Glossary¶
It’s not always easy to understand all the notions used in pyRDF2Vec
. This
glossary is here to help you to have an idea behind all these notions:
- anonymous walks
Transformation walking strategy that transforms label information into positional information.
- Continuous Bag-of-Words (CBOW)
Model, part of
Word2vec
, that predicts target words from contextual words in a given window.- depth
Refers to the number of hops in a walk.
- community hops
A hop to a node that is not a neighbor, but is rather part of the same community, which is determined through community detection.
- community walks
An extraction walk strategy that allows for community hops with a certain probability.
- embedding technique
Technique used in machine learning to represent complex objects (e.g., texts, images, graphs) into a vector with a reduced number of features compared to the dimension of the dataset, while keeping the most important information about them.

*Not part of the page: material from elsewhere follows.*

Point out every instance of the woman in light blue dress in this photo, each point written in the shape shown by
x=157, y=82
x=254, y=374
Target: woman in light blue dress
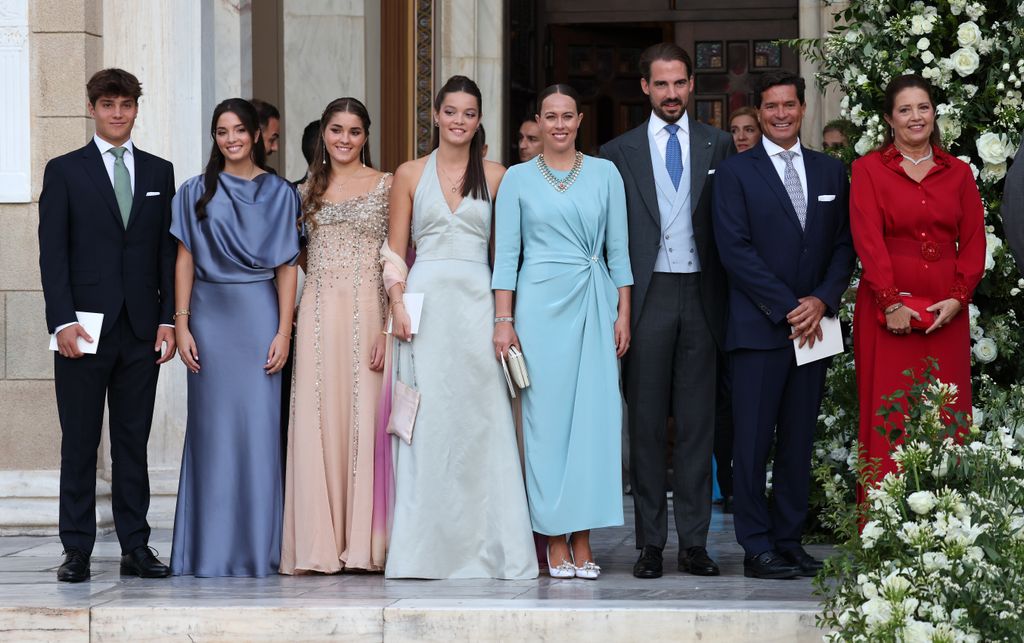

- embeddings (or latent representation/vectors)
Numerical representation of a node in a given Knowledge Graph, where entities that are semantically related should be close to each other in the embedded space.
- entity
Specific type of node in a Knowledge Graph that is characterized by a URI.
- feature matrix
An NxK matrix where N is the number of entities and K the embedding size, which can be used for further downstream Machine learning (ML) tasks.

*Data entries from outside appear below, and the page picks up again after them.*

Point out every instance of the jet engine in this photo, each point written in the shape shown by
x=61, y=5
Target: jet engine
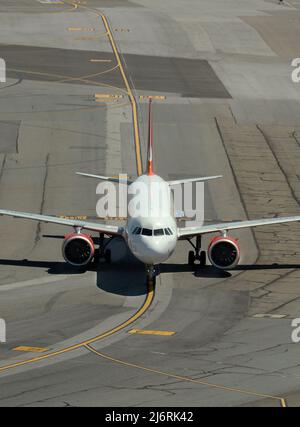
x=78, y=249
x=224, y=252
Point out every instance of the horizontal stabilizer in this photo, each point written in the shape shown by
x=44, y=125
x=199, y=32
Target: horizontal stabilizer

- Hierarchical Random Walks (HALK)
Transformation walk strategy that removes rare entities from random walks.
- Knowledge Graph (KG)
A graphical representation of (domain or expert) knowledge encoded as a collection of triples having the form (subject, predicate, object).
- N-Gram walks
The transformation walk strategy based on that creates N-grams from N consecutive hops in a walk, which are then relabeled.
- RDF2Vec
Unsupervised technique that can create task-agnostic numerical representations of the nodes in a Knowledge Graph by extending successful language modeling techniques.
- sampling strategy
A strategy to select the next neighbor in a walk. This can either be at random or guided by some metric (biased walks).
- Skip-Gram (SG)
Model, part of
Word2vec
, that predicts the context words from the target words in a given window.- SPARQL Query Language (SPARQL)
Declarative Query Language (e.g., SQL) for performing Data Manipulation and Data Definition operations on Data represented as a collection of RDF Language sentences/statements.
- SPARQL endpoint
Point of presence identified by a URL (SPARQL Endpoint URL) and located on an HTTP network that is capable of receiving and processing requests under the SPARQL protocol.

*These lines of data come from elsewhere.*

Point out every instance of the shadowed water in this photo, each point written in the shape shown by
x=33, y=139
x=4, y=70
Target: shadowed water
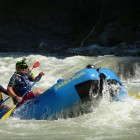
x=106, y=121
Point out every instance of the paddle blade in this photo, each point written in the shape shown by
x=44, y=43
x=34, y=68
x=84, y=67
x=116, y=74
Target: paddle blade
x=8, y=114
x=36, y=64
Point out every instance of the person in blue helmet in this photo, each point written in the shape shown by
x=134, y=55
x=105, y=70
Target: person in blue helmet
x=20, y=82
x=3, y=106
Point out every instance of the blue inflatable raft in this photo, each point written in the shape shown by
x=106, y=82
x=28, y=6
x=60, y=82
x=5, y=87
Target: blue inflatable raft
x=85, y=84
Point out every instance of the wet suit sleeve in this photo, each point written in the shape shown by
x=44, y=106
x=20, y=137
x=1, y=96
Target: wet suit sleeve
x=3, y=90
x=12, y=81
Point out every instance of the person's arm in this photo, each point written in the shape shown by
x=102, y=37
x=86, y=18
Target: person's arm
x=3, y=90
x=33, y=78
x=10, y=86
x=13, y=94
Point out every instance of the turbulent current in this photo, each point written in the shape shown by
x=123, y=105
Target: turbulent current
x=108, y=121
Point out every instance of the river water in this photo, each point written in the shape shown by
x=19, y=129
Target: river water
x=108, y=121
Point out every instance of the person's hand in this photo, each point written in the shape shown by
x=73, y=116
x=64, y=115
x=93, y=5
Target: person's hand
x=41, y=73
x=19, y=99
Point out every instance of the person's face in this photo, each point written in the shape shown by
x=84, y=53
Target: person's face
x=23, y=69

- Uniform Resource Identifier (URI)
Unique character string that identifies a particular resource, using a predefined set of syntax rules.
- vertex
Node in graph which can be one of the three following types: entity, blank or literal.
- walk
Sequence of vertices that can be found in the Knowledge Graph by traversing the given directed links.
- walking strategy
Generates graph walks for each vertex of a given knowledge graph, from a certain depth according to a type of a strategy (type 1 for extraction or type 2 for transformation).
- walklets
Transformation walking strategy with walks of length two, consisting of the root of the original walk and one of the hops.
- Word2vec
Neural language modeling techniques (NLP), which takes sequences of words to embed words into vector spaces.